In the 3 minutes they actually spend together, that is.
Then Mio announces he has to move, and leaves. Then he comes back. Three years later — and within another minute and a half of the film’s progression.
No time to get to know or to develop these characters, who end up shallow, dull and instantly forgettable because of it.
No time to enjoy them being in love. No time to even really get a handle on the love story before it’s veering off in another direction.
All of it is so rushed and so ridiculously unbelievable, if it wasn’t for the utterly gorgeous art style and beautiful animation, I would have dumped Umibe no Étranger at about minute 18.
That, however, is what saves this disappointing anime from being a huge waste of an hour for anyone who loved the Umibe no Étranger manga — every frame in this stunningly beautiful film being worth pausing it for. Then quickly taking a screenshot to be framed.
If it wasn’t for that, and for the pretty soundtrack, Umibe no Étranger would have left me utterly and absolutely cold.

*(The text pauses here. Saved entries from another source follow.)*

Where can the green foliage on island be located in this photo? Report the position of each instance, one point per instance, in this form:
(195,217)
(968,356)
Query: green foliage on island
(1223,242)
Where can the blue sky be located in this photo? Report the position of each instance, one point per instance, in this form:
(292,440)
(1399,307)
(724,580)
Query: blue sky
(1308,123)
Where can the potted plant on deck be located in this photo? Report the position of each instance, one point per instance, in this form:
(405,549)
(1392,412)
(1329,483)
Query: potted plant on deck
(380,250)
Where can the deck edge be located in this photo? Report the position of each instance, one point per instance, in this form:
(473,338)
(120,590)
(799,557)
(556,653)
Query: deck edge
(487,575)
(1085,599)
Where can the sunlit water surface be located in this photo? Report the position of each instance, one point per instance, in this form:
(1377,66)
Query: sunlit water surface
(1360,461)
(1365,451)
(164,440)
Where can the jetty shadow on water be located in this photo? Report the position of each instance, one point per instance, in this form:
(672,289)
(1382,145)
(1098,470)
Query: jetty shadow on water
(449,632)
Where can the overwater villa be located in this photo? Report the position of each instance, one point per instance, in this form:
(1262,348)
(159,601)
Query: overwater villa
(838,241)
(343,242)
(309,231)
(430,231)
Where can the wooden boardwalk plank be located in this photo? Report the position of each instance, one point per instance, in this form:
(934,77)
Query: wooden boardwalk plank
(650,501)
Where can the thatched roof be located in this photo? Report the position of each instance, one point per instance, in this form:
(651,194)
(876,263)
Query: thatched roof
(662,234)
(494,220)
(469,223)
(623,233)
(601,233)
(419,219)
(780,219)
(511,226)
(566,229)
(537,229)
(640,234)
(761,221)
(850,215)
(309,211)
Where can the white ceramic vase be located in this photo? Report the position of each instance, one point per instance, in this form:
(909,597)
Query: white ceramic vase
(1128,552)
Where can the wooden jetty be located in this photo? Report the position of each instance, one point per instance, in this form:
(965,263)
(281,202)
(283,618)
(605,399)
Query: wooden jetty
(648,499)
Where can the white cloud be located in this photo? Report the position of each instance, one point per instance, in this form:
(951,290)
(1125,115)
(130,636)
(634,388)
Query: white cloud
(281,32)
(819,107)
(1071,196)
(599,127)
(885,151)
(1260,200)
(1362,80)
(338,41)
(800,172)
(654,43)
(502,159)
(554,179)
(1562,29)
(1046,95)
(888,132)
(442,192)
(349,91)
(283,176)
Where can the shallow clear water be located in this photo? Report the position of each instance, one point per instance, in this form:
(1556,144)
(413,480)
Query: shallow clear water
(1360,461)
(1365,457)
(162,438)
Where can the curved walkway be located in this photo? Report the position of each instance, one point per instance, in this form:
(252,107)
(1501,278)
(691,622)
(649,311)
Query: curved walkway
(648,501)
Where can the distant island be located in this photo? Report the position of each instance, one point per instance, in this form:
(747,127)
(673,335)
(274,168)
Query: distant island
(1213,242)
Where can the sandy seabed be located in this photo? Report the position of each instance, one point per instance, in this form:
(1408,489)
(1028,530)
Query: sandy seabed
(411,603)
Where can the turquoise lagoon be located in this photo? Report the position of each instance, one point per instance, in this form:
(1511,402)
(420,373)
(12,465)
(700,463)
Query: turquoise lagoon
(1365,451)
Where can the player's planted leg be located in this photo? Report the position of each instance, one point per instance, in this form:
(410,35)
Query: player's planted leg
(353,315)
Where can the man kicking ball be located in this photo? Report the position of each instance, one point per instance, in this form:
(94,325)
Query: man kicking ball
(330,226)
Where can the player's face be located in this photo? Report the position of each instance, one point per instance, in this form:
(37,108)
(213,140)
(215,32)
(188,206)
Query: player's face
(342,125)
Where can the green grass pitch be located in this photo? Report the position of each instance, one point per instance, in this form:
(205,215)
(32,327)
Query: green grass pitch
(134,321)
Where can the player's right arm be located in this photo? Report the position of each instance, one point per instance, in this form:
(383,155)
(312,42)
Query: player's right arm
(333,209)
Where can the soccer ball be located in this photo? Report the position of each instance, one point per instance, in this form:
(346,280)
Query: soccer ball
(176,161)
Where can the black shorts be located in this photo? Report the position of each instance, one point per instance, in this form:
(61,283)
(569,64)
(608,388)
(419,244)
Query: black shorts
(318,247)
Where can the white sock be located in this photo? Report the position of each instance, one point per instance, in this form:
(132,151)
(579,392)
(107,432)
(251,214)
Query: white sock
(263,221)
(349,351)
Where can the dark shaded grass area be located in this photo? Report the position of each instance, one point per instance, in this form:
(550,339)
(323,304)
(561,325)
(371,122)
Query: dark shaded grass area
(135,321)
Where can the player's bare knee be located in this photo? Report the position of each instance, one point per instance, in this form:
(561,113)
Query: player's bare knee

A film without any emotional depth, with characters that aren’t developed beyond the basic sense of what it means to be a human being, and with a plot that is over before it has even begun.
A film that, an hour after I had watched it, my only memory was of bright flowers lazily swaying in the breeze, sunsets over a gentle ocean, and the wonderfulness of what must be Okinawa.
With the obvious immense talent of the staff at Studio Hibari in both design and animation, it is such a damned shame that this was all that was turned out.
Umibe no Étranger is worth your time if you just want to spend an hour staring at beautiful pictures.
If you are looking for anything more, though, including an actual love story, it will probably leave you as cold as it left me.